Huber: Ja, ich hatte eine Märklin-Eisenbahn. Aber Autos waren mir unterm Strich lieber.

STANDARD: Wie kamen Sie dann auf den Zug?

Huber: Erst durch meinen Beruf, als ich 1999 meine ersten U-Bahnen entworfen habe. Auftraggeber war Siemens, und die Züge waren für Kaohsiung in Taiwan bestimmt.

STANDARD: Wie entwirft man einen Zug? Welche Freiheiten gibt es und welche Beschränkungen?

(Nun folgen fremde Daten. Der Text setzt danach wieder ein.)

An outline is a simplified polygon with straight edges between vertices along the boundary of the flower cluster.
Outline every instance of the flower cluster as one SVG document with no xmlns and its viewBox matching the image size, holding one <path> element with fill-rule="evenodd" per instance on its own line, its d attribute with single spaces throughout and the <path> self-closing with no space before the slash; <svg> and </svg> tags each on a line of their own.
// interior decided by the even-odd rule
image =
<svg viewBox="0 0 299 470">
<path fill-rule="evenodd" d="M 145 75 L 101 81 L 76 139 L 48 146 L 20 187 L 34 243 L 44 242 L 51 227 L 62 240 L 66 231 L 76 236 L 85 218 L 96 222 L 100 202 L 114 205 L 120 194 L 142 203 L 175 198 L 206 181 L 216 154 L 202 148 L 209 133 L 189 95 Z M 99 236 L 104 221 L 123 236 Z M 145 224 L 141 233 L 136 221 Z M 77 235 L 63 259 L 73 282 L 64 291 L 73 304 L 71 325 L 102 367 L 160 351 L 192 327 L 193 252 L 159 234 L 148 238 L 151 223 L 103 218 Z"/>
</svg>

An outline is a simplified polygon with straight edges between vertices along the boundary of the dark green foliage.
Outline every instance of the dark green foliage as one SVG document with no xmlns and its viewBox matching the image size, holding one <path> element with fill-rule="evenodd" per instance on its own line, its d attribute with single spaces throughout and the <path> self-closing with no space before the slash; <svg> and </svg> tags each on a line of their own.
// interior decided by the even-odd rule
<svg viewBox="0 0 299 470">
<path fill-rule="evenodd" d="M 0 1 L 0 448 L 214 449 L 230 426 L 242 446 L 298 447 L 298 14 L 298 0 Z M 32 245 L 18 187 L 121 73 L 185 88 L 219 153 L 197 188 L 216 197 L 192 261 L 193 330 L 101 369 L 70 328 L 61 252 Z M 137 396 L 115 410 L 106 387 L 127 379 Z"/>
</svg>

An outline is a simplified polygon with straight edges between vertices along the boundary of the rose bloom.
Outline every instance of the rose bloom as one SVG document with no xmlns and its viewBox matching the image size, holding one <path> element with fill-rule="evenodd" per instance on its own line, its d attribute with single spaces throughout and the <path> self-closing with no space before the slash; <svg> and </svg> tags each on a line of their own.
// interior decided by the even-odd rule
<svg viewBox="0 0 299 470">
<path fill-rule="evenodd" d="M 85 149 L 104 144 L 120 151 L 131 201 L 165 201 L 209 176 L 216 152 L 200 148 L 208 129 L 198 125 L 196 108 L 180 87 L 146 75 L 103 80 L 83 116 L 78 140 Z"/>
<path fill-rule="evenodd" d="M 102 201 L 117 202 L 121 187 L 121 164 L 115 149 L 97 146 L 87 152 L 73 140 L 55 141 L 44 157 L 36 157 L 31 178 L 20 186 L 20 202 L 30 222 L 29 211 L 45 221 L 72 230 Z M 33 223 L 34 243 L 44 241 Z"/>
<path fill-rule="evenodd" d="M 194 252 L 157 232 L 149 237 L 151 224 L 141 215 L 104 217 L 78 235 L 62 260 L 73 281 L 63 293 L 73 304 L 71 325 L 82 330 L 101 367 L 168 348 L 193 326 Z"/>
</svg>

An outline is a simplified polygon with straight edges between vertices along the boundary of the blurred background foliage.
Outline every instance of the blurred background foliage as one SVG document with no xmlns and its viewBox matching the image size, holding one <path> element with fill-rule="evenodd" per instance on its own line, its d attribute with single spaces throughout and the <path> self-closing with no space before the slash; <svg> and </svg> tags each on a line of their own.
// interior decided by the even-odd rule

Huber: Die Technik und die Normvorgaben beschränken einen sehr. Das Korsett ist ein enges. Die Kunst liegt darin, sich in diesem maximal kreativ zu bewegen.

Daniel Huber hat schon vieles auf Schiene gebracht. Angefangen hat es 1999 mit einem U-Bahn-Auftrag für Taiwan. 
Daniel Huber hat schon vieles auf Schiene gebracht. Angefangen hat es 1999 mit einem U-Bahn-Auftrag für Taiwan.
Moodley

STANDARD: Die Züge haben sich im Vergleich zu früher sehr verändert.

Huber: Das stimmt. Früher ist es sehr darum gegangen, einen Zug mit Sitzplätzen vollzustopfen. Seinerzeit entstand ja auch der Begriff Massenverkehrsmittel. Ein Begriff, den ich überhaupt nicht mag.

STANDARD: Warum nicht?

Huber: Er erinnert mich an Viehtransport. Jeder Mensch ist ein Individuum, und die jeweils unterschiedlichen Bedürfnisse versucht man mittlerweile zu befriedigen.

STANDARD: Aber man kann es nicht jedem und jeder recht machen. Wie schafft man es, auf einen gemeinsamen Nenner zu kommen?

Huber: Indem man sich die unterschiedlichen Zielgruppen genauer anschaut, also die Jungen, die Älteren, die Pendler, die Businessreisenden. Die Frage lautet also: "Wie lauten deren Bedürfnisse, außer dass sie von A nach B gelangen wollen?"

STANDARD: Aber wie kann ich es einer 18-Jährigen genauso recht machen wie einer 80-Jährigen?

Huber: Indem man unterschiedliche Zonen schafft und die Sitzmöglichkeiten verschieden gestaltet. Der allgemeine Trend geht ja schon länger zu den Großraumwagen und auch Doppelstockwagen. Manche weinen den Abteilen nach. Die Angelegenheit hat oft mit Intimität zu tun.

STANDARD: Wie denken Sie über Waggons mit Abteilen?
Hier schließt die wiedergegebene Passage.